In this example, metrics such as time to remove account and risk
exposure due to deprovisioning time and misuse of credentials may
be used by the method (400).
[0067] In one example, IRM may be used to capture process steps
within the system of FIG. 2. The system of FIG. 2 may be used to
illustrate how the process steps can be modified to achieve more
effective outcomes for the customer network. As a result, security
threats related to the process steps may be reduced.
[0068] Further, the method (400) may display the security report.
In one example, a displaying engine may receive the security report
form the creating engine. In this example, the displaying engine
interfaces with a number of user devices to display the security
report.
[0069] FIG. 5 is a flowchart of an example of a method for creating
a security report for a customer network, according to one example
of principles described herein. In one example, the method (500)
may be executed by the system (100) of FIG. 1 or the system (200)
of FIG. 2. In other examples, the method (500) may be executed by
other systems such as system 600 or system 700. In this example,
the method (500) includes obtaining (501) from a customer network,
security information about the customer network, preparing (502),
based on modification rules, the security information to create
modified security information, storing (503) the modified security
information in a repository for a long term analysis by big data
threat analytics, analyzing (504), via the big data threat
analytics, the modified security information to create a number of
metrics and identify security threats, refining (505) the number of
metrics using a refining model, and creating (505), based on the
refined number of metrics used as an input for model-based
predictive analytics and the security threats, a security report
representing security intelligence for the customer network.

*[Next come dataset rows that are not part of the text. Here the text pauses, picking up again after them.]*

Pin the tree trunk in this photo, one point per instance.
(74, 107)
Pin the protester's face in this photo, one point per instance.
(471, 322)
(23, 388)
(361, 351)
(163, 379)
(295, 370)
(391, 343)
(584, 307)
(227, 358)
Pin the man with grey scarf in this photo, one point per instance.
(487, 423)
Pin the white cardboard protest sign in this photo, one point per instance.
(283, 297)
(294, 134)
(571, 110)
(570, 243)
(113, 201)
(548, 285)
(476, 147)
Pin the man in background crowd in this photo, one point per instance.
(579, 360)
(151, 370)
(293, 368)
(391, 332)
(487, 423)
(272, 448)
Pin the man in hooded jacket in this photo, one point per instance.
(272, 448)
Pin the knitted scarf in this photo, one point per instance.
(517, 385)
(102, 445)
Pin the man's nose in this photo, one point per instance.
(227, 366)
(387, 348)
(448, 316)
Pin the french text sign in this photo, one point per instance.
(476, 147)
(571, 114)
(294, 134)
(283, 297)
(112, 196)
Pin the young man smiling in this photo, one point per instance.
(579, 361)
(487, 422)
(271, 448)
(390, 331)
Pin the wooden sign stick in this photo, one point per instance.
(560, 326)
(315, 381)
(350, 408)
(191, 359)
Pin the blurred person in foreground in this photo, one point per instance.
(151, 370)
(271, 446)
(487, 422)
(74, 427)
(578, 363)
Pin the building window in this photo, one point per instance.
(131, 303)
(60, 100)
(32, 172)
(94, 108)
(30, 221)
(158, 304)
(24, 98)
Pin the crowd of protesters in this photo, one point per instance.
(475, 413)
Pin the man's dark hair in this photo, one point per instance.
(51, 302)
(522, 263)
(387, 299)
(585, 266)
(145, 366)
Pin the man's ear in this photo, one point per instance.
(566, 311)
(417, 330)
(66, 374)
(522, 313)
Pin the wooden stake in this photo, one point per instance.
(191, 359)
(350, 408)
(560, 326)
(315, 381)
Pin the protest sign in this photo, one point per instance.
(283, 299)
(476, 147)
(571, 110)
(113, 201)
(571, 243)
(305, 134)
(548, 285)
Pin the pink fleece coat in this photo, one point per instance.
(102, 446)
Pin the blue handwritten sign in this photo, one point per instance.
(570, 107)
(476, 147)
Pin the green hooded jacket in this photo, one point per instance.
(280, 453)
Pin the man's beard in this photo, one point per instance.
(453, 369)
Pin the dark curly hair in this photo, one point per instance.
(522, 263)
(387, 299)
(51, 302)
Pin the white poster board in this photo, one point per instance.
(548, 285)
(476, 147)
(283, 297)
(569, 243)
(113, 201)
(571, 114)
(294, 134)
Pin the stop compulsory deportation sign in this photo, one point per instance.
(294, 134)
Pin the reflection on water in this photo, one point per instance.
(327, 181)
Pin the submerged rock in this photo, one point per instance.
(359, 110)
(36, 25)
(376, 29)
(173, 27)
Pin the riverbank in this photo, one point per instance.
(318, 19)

[0070] As mentioned above, the method (500) includes storing (503)
the modified security information in a repository for a long term
analysis by big data threat analytics. In one example, the modified
security information are stored, via a storing engine, in a
repository for a specific amount of time such as a day, a week, a
year, other measurements of time, or combinations thereof. As a
result, the modified security information may be analyzed over a
specific amount of time.
[0071] FIG. 6 is a diagram of an example of a creating system
(600), according to one example of principles described herein. The
creating system (600) includes an obtaining engine (602), a
preparing engine (604), an analyzing engine (606), a refining
engine (608), and a creating engine (610). In this example, the
creating system (600) also includes a storing engine (612). The
engines (602, 604, 606, 608, 610, 612) refer to a combination of
hardware and program instructions to perform a designated function.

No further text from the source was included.